The norm is defined only by certain characteristics. Any function that follows these characteristics can be considered a norm. So based on the context one can choose the norm one wants. The norm given in Fly by Night's answer is called the Euclidean norm and commonly written with single lines as you have $|x|$ when $x\in \mathbb{R}$ (Can use single line in higher spaces too, a matter of preference). Other norms in Euclidean space include Manhattan norm, p-norm etc. The characteristics of a norm function are: absolute scalability, follow triangle inequality and zero only at zero. From these non-negativity follows.

Please refer http://www-solar.mcs.st-andrews.ac.uk/~clare/Lectures/num-analysis/Numan_chap1.pdf and http://mathworld.wolfram.com/VectorNorm.html for a quick reference.

And refer Symbol for Euclidean norm (Euclidean distance) for a discussion on notation.

Answer 2

The notation $|x|$ is really asking for the size of $x$, i.e. how far away it is from zero.
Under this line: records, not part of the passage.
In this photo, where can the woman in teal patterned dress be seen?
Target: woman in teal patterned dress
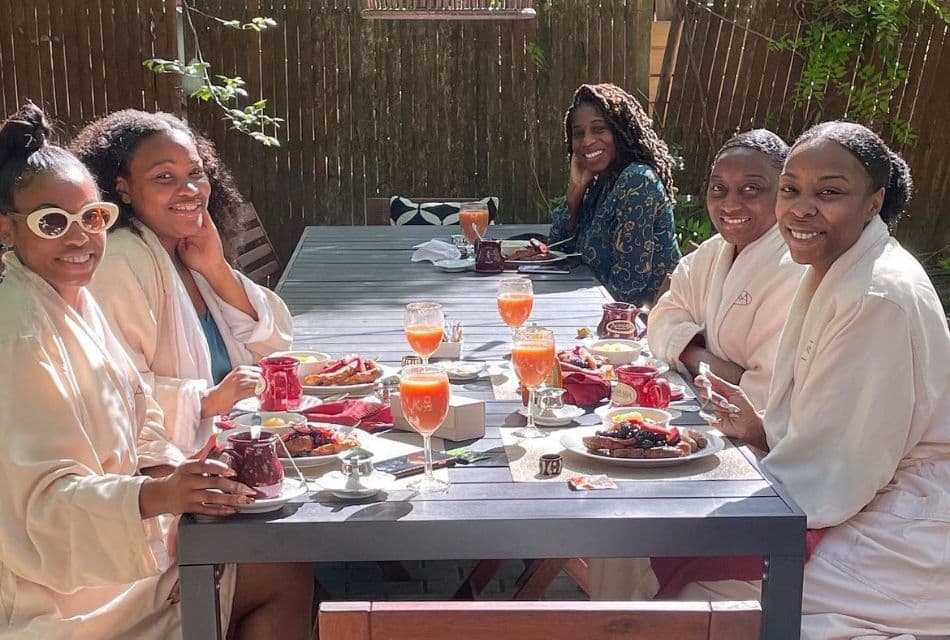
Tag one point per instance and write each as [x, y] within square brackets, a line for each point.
[620, 193]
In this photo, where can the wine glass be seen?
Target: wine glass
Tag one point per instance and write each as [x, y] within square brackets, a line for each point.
[532, 355]
[424, 397]
[515, 300]
[423, 323]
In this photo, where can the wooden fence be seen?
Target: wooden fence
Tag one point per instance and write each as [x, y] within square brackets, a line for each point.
[720, 78]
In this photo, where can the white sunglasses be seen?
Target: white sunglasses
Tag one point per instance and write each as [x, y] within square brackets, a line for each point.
[53, 222]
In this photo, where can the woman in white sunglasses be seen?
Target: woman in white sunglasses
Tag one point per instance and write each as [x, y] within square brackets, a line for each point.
[193, 325]
[90, 487]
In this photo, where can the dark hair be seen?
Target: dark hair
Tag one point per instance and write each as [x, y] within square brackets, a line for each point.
[886, 168]
[25, 152]
[632, 129]
[761, 140]
[107, 145]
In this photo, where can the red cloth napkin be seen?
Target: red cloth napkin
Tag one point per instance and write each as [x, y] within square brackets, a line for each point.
[584, 389]
[368, 415]
[675, 573]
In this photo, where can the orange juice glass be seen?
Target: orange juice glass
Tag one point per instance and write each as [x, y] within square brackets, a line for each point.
[473, 218]
[424, 398]
[423, 322]
[532, 356]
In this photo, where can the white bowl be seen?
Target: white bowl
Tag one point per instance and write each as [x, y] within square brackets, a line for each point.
[617, 351]
[310, 361]
[649, 413]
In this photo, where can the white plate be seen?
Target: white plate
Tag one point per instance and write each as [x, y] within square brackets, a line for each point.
[335, 483]
[353, 390]
[462, 369]
[563, 416]
[292, 488]
[572, 440]
[458, 264]
[254, 404]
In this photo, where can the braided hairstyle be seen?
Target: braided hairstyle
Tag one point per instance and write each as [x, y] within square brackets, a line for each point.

Hence, both $+2$ and $-2$ are two units away from zero and so we have $|-2|=|+2|=2$.

In two dimensions we can ask about the "size" of the point $(x,y)$. We usually write this $\|(x,y)\|$. If you use Pythagoras' Theorem, you will see that the point $(x,y)$ is a distance $\sqrt{x^2+y^2}$ from the origin $(0,0)$. You can think of this as the "size" of $(x,y)$.

The same idea extends into three, four, and even higher dimensions. In three dimensions, the point $(x,y,z)$ is a distance $\sqrt{x^2+y^2+z^2}$ from the origin $(0,0,0)$.

In $\mathbb{R}^d$, the point $(x_1,x_2,\ldots,x_d)$ is a distance $\sqrt{x_1^2+x_2^2+\cdots+x_d^2}$ from the origin $(0,0,\ldots,0)$.

Answer 3

This really depends on the context. For example, $\mathbb R^d$ with pointwise ordering could be considered as a Riesz space (vector lattice).

In such spaces the absolute value is defined as $|x|=x^-x^-$, where $x^+=x\vee 0$ and $x^-=(-x)\vee 0$.

So in $\mathbb R^d$ with partial ordering $$(x_1,\dots,x_n)\le (x_1',\dots,x_n') \qquad \Leftrightarrow \qquad x_1\le x_1' \land \dots \land x_n\le x_n'$$ you indeed get $$|x|=(|x_1|,\dots,|x_n|).$$